Le compte affichait un ROAS combiné d'environ 9x. Traduit en profit, ce même rendement valait environ 3,5 : chaque dollar de pub générait 3,50 $ de profit, pas 9 $ de richesse. Toujours excellent, mais c'est un autre chiffre et surtout une autre carte : certaines campagnes « moyennes » au revenu se sont révélées des championnes de profit et on a réajusté les cibles d'enchères en conséquence le jour même.
C'est le principe du POAS (profit sur dépense publicitaire), dont j'ai détaillé la différence avec le ROAS. Son élégance : son break-even est toujours 1,0. Pour chaque produit, chaque commande, chaque campagne. Plus de moyennes, plus de tables de correspondance : au-dessus de 1, tu gagnes; en dessous, tu perds.
Par où commencer (sans tout rebâtir)
Pas besoin d'un chantier technique pour sortir de la moyenne. Commence par une feuille de calcul et tes 20 produits les plus vendus. Pour chacun :
- Note le coût du produit, la livraison, les frais de paiement et l'emballage.
- Calcule la marge réelle (ce qui reste du prix de vente une fois tout payé).
- Calcule le break-even par produit : 1 ÷ marge.
Tu peux estimer le tien en deux minutes avec mon calculateur POAS.
Ce tableau de 20 lignes change des décisions dès la première semaine : tu vas probablement découvrir qu'une partie de ton budget scale fièrement des produits sous leur break-even. Et avant de te comparer à quelque benchmark que ce soit, assure-toi que ton ROAS affiché est vrai; j'ai expliqué le test de 10 minutes pour le vérifier.

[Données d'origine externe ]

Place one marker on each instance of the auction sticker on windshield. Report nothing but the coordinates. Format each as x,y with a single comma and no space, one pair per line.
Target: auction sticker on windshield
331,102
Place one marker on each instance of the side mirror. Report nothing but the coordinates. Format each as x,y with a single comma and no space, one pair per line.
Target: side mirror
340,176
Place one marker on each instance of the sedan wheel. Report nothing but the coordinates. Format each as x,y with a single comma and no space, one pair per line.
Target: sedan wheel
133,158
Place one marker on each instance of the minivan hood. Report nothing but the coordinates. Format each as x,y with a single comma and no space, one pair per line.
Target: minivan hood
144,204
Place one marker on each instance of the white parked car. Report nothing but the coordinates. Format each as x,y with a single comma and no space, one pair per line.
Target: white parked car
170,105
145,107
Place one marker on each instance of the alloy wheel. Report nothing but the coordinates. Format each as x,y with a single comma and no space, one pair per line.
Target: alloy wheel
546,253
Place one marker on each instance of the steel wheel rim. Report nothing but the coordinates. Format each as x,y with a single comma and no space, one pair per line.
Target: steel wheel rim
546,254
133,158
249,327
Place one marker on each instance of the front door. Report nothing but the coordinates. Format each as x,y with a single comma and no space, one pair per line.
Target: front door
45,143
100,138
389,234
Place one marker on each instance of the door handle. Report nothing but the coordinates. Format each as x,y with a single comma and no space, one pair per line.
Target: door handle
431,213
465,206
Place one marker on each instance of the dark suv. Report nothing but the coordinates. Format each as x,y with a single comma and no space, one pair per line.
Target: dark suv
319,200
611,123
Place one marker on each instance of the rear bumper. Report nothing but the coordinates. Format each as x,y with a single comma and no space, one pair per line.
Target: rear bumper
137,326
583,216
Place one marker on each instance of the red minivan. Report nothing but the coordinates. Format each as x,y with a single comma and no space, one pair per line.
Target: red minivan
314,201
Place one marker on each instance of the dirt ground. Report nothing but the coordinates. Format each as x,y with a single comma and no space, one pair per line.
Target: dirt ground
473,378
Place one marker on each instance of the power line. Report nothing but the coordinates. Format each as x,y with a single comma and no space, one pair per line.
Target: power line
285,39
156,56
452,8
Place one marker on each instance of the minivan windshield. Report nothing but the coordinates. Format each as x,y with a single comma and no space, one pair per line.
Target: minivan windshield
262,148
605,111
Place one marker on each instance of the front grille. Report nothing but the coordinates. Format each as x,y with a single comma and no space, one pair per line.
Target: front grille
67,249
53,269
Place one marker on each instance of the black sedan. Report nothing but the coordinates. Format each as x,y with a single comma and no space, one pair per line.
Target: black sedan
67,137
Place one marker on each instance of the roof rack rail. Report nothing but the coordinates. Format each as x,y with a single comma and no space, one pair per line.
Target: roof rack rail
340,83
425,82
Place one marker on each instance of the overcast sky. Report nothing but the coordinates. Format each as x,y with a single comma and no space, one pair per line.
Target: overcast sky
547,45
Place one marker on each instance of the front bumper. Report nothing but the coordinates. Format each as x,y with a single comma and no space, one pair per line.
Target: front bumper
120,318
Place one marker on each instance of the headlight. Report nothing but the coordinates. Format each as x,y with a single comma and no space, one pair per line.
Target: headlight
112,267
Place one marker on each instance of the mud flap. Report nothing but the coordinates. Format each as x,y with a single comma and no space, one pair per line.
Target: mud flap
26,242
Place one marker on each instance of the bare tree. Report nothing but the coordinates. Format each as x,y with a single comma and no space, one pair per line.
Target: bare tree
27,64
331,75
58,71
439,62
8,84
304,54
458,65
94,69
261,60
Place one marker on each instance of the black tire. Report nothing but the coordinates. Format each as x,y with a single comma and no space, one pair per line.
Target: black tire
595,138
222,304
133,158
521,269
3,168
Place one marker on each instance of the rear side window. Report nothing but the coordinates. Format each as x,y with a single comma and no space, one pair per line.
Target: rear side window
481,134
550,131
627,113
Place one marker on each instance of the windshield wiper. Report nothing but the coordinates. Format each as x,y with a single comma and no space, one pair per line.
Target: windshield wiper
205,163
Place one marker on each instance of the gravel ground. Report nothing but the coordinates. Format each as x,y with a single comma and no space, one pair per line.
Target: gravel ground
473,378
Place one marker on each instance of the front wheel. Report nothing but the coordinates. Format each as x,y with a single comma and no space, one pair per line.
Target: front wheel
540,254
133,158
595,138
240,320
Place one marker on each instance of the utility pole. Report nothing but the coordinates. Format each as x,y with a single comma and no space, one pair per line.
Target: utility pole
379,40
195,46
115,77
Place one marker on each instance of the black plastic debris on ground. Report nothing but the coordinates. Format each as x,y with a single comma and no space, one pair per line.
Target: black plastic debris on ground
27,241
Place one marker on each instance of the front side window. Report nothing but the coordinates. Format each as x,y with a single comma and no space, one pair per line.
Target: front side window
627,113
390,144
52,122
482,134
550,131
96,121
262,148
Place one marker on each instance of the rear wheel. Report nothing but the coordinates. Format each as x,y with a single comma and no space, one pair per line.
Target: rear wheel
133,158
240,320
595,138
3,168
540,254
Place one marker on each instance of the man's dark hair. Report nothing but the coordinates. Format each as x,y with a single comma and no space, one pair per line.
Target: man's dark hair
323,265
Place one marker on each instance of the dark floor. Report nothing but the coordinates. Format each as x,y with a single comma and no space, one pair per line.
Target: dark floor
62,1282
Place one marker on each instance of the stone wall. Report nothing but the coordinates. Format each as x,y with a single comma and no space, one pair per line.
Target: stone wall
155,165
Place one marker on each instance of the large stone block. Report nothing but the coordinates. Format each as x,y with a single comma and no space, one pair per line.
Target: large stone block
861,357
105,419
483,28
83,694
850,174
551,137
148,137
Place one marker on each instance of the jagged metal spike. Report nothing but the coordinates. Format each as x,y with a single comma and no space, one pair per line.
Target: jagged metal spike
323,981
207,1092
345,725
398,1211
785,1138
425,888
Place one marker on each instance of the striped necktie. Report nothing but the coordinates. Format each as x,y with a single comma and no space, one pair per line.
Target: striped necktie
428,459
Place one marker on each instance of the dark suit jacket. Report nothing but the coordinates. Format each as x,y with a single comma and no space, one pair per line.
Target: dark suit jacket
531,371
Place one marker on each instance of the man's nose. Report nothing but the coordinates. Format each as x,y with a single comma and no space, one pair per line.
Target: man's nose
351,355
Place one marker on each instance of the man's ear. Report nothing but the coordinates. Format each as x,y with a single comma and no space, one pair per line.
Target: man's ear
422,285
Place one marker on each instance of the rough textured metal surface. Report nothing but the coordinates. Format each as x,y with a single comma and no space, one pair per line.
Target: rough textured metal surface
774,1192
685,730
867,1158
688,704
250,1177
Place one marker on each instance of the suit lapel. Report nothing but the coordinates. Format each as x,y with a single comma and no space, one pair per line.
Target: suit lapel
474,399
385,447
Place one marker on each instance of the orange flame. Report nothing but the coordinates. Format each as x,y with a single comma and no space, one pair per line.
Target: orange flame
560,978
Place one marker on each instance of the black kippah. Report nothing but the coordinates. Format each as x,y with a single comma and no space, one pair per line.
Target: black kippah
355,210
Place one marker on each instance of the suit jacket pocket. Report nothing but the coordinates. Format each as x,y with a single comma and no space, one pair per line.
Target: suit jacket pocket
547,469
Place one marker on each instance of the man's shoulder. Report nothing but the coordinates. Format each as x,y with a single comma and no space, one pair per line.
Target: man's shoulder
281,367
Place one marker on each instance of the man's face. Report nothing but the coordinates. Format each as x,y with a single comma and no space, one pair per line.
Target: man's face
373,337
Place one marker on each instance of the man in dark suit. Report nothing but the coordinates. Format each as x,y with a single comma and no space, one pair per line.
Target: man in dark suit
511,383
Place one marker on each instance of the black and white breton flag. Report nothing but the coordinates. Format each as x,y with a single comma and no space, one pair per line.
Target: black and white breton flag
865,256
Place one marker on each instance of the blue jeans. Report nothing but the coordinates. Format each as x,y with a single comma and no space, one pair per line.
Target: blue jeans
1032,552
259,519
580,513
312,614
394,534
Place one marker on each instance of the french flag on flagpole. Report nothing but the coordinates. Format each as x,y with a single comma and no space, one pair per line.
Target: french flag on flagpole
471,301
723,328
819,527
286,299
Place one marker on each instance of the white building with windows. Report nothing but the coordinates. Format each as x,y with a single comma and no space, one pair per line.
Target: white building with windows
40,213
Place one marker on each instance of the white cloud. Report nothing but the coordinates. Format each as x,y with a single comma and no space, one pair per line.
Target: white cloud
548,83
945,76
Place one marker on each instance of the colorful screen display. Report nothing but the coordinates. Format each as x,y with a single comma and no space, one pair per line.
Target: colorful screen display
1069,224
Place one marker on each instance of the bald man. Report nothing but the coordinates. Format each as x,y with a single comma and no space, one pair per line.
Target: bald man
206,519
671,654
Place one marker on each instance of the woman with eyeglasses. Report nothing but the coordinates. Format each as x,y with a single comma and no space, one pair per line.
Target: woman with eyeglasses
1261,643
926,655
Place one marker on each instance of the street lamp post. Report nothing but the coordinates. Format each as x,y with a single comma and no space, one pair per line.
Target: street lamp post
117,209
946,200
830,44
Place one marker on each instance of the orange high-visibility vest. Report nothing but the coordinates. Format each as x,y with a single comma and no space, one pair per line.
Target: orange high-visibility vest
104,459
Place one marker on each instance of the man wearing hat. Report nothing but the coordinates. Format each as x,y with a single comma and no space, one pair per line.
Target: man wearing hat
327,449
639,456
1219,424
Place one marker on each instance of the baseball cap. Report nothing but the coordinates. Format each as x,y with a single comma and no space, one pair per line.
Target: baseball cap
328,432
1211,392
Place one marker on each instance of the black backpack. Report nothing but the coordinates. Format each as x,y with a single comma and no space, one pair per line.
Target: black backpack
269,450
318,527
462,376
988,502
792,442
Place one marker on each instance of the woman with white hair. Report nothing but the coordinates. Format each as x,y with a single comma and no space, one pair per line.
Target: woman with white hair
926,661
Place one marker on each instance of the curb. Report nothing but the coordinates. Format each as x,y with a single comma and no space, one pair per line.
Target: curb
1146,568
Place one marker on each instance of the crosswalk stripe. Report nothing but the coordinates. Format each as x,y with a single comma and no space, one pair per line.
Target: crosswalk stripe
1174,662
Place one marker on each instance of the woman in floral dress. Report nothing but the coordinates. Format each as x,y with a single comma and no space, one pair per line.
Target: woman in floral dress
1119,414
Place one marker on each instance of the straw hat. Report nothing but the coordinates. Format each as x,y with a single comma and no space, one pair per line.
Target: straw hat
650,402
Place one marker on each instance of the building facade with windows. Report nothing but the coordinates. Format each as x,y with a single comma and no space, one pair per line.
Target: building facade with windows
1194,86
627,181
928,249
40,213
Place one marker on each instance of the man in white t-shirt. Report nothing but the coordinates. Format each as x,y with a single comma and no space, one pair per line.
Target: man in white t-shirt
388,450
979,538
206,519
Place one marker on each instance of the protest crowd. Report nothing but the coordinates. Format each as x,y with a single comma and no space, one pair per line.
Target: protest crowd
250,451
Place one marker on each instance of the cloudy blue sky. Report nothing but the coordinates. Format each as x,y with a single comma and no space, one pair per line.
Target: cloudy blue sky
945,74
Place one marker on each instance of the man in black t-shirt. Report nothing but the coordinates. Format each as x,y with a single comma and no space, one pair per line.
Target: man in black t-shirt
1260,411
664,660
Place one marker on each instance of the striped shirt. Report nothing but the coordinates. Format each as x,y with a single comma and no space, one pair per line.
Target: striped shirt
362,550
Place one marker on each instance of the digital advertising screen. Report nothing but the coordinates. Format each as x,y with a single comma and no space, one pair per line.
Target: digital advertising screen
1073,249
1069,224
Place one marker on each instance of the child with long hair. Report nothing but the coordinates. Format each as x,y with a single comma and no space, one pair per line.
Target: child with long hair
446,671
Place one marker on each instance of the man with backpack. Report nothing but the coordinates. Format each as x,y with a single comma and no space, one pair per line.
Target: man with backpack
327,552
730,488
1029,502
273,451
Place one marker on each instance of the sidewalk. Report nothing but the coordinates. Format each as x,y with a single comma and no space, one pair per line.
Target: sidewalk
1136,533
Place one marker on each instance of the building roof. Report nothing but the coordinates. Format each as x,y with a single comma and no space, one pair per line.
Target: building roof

L'étape d'après, c'est de brancher la marge réelle directement dans tes plateformes pour que l'algorithme optimise sur le profit à ta place. C'est un des chantiers que je mène dans mes mandats de tracking et de mesure : donner à tes campagnes le chiffre qui compte, plutôt que celui qui flatte.
FAQ
Comment calculer le ROAS?
Revenu attribué aux pubs ÷ dépense publicitaire. 5 000 $ de ventes pour 1 000 $ de pub = ROAS de 5x.
C'est quoi, un bon break-even ROAS?
Il n'y en a pas de « bon » : il y a le tien et il se calcule par produit (1 ÷ marge brute du produit). Une boutique à forte marge peut être rentable à 2x pendant qu'une boutique à faible marge perd de l'argent à 6x. Toute cible fixée sans connaître les marges est une opinion, pas un calcul.
Pourquoi un ROAS élevé peut-il quand même perdre de l'argent?
Parce que le ROAS mesure le revenu, pas ce qu'il te reste. Si tes campagnes vendent surtout des produits à faible marge, avec livraison coûteuse ou taux de retour élevé, un 4x affiché peut cacher des commandes déficitaires. J'ai vu un compte dont le 9x affiché valait 3,5 une fois traduit en profit réel : la hiérarchie de ses campagnes en a été transformée.
Le POAS remplace-t-il le ROAS?
Pour les décisions de budget et d'enchères, oui : le POAS compare le profit à la dépense, avec un seuil de rentabilité fixe de 1,0 qui vaut pour tout le catalogue. Le ROAS reste utile comme mesure de volume de revenu, mais il ne devrait plus trancher où va ton argent.